Plot the response surface corresponding to the loaded meta model.

Parameters
  • nb_lines (int, optional) – Number of contour lines. Default is 50

  • kind (str) – prop to display the propellant fraction m_prop, final to display the final spacecraft mass 1 - m_prop

  • log_scale (bool, optional) – Set to True if the twr values are in logarithmic scale.
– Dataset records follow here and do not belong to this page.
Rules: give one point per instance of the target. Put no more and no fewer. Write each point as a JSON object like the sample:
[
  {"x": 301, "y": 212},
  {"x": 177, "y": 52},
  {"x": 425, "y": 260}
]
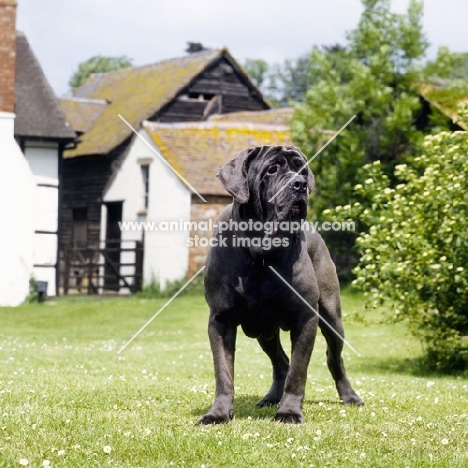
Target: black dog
[{"x": 243, "y": 284}]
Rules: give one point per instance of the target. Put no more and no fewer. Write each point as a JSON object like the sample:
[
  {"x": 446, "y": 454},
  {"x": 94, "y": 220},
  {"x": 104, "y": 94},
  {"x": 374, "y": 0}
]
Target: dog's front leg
[
  {"x": 302, "y": 340},
  {"x": 222, "y": 336}
]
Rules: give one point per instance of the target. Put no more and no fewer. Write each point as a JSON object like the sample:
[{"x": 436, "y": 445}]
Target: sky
[{"x": 64, "y": 33}]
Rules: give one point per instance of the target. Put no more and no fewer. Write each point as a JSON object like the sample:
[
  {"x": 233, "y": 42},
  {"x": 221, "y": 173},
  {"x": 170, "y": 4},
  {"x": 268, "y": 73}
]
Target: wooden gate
[{"x": 114, "y": 267}]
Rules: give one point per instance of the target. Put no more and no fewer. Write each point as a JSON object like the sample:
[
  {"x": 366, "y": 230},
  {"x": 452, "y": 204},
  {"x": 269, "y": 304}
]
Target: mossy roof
[
  {"x": 137, "y": 94},
  {"x": 198, "y": 150},
  {"x": 82, "y": 113},
  {"x": 280, "y": 116},
  {"x": 445, "y": 99}
]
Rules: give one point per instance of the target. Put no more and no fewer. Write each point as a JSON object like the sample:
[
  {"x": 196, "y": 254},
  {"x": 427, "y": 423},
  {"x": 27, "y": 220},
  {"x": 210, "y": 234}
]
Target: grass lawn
[{"x": 67, "y": 397}]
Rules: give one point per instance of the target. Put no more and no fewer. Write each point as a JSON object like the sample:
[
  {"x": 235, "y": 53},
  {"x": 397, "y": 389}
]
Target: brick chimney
[{"x": 7, "y": 55}]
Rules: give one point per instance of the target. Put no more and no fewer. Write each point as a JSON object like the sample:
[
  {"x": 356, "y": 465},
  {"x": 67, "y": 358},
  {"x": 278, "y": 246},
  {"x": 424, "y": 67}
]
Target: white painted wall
[
  {"x": 16, "y": 217},
  {"x": 166, "y": 253},
  {"x": 43, "y": 158}
]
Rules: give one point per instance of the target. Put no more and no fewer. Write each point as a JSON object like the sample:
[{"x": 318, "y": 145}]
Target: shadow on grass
[
  {"x": 415, "y": 367},
  {"x": 245, "y": 407}
]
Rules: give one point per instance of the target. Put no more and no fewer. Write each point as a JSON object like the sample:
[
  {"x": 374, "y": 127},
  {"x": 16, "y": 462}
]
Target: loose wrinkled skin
[{"x": 241, "y": 289}]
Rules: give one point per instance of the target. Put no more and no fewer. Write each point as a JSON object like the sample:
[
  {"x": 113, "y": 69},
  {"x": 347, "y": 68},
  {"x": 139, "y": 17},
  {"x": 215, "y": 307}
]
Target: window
[
  {"x": 145, "y": 177},
  {"x": 80, "y": 227}
]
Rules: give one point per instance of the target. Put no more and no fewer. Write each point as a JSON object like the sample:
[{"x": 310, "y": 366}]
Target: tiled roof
[
  {"x": 38, "y": 113},
  {"x": 136, "y": 94},
  {"x": 198, "y": 150},
  {"x": 82, "y": 113},
  {"x": 281, "y": 116},
  {"x": 445, "y": 99}
]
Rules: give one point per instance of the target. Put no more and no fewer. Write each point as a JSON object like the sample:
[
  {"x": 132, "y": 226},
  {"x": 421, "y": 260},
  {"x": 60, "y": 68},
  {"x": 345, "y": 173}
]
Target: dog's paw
[
  {"x": 268, "y": 400},
  {"x": 215, "y": 418},
  {"x": 290, "y": 418},
  {"x": 352, "y": 399}
]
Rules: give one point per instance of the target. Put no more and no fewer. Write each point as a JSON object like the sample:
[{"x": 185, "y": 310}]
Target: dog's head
[{"x": 273, "y": 182}]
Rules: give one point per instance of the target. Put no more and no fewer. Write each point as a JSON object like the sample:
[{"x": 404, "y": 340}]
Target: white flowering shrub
[{"x": 415, "y": 251}]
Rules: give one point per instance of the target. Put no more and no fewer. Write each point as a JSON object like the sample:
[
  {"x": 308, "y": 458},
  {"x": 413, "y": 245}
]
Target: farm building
[
  {"x": 188, "y": 89},
  {"x": 148, "y": 190},
  {"x": 33, "y": 134}
]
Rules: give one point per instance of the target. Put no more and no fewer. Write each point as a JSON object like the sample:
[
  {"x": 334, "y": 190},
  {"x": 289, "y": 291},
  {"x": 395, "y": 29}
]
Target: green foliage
[
  {"x": 448, "y": 65},
  {"x": 416, "y": 250},
  {"x": 97, "y": 64},
  {"x": 372, "y": 79},
  {"x": 194, "y": 47}
]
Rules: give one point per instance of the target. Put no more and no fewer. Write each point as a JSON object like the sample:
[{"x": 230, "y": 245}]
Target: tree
[
  {"x": 194, "y": 47},
  {"x": 415, "y": 253},
  {"x": 97, "y": 64},
  {"x": 372, "y": 78},
  {"x": 448, "y": 65}
]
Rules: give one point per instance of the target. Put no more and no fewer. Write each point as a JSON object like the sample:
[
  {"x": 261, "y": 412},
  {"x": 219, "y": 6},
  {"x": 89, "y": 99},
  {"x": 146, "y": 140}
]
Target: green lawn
[{"x": 67, "y": 397}]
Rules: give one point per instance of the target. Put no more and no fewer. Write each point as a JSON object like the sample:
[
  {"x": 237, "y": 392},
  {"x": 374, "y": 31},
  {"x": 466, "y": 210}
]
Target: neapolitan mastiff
[{"x": 241, "y": 287}]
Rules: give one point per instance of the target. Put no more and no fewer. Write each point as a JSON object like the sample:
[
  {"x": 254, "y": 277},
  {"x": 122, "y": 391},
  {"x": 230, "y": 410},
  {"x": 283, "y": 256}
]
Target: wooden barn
[
  {"x": 178, "y": 220},
  {"x": 188, "y": 89}
]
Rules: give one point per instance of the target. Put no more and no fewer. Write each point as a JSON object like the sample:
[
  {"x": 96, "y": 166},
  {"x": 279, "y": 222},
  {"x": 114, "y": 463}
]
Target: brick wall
[
  {"x": 204, "y": 212},
  {"x": 7, "y": 55}
]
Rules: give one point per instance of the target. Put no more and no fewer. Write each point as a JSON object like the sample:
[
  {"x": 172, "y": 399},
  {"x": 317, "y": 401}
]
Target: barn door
[{"x": 112, "y": 249}]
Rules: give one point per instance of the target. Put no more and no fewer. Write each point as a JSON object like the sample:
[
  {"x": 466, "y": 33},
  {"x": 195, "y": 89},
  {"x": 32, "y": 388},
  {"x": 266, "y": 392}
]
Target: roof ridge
[
  {"x": 173, "y": 59},
  {"x": 84, "y": 100},
  {"x": 212, "y": 124}
]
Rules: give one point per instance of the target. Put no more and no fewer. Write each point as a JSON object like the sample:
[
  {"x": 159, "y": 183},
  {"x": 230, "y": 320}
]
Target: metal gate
[{"x": 116, "y": 266}]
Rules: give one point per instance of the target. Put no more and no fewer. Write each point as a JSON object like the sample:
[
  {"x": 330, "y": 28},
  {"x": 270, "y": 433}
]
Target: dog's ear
[
  {"x": 310, "y": 174},
  {"x": 233, "y": 175}
]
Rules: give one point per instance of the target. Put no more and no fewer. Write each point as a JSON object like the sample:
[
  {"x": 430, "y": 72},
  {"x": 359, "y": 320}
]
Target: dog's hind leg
[
  {"x": 330, "y": 310},
  {"x": 280, "y": 363}
]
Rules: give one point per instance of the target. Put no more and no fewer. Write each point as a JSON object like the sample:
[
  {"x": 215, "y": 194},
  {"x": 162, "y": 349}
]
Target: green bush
[{"x": 415, "y": 253}]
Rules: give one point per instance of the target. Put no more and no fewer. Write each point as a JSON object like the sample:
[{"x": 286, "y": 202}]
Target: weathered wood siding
[
  {"x": 84, "y": 180},
  {"x": 220, "y": 79}
]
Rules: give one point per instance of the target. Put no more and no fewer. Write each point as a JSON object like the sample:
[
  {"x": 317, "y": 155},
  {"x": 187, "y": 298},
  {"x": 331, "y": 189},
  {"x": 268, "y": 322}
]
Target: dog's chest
[{"x": 260, "y": 313}]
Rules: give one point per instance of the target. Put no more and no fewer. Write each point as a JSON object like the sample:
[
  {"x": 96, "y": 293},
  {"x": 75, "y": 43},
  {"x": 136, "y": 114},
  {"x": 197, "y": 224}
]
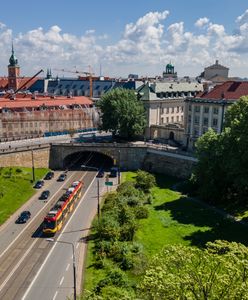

Default is False

sampling(body, twr_lim, isp_lim, alt, t_bounds, method, nb_seg, order, solver, nb_samp, snopt_opts=None, u_bound=None, rec_file=None, **kwargs)

Compute a new set of training data starting from a given sampling grid.

Parameters
  • body (Primary) – Central attracting body

  • twr_lim (iterable) – Thrust/weight ratio lower and upper limits [-]

  • isp_lim (iterable) – Specific impulse lower and upper limits [s]

  • alt (float) – Orbit altitude [m]

  • t_bounds (iterable) – Time of flight lower and upper bounds expressed as fraction of tof

  • method (str) – Transcription method used to discretize the continuous time trajectory into a finite set of nodes, allowed gauss-lobatto, radau-ps and runge-kutta

  • nb_seg (int or iterable) – Number of segments in which each phase is discretized

  • order (int or iterable) – Transcription order within each phase, must be odd

  • solver (str) – NLP solver, must be supported by OpenMDAO

  • nb_samp (iterable) – Number of samples along the twr and Isp axes

  • snopt_opts (dict or None, optional) – SNOPT optional settings expressed as key-value pairs. Default is None

  • u_bound (str, optional) – Specify the bounds on the radial velocity along the transfer as lower, upper or None. Default is None

  • rec_file (str, optional) – Name of the file in latom.data.metamodels where the meta model will be stored. Default is None

save(rec_file)

Saves data corresponding to a meta model instance.

Parameters

rec_file (str) – Name of the file in latom.data.metamodels where the meta model is stored

setup()

Setup the OpenMDAO Problem object with known data for twr, Isp and m_prop.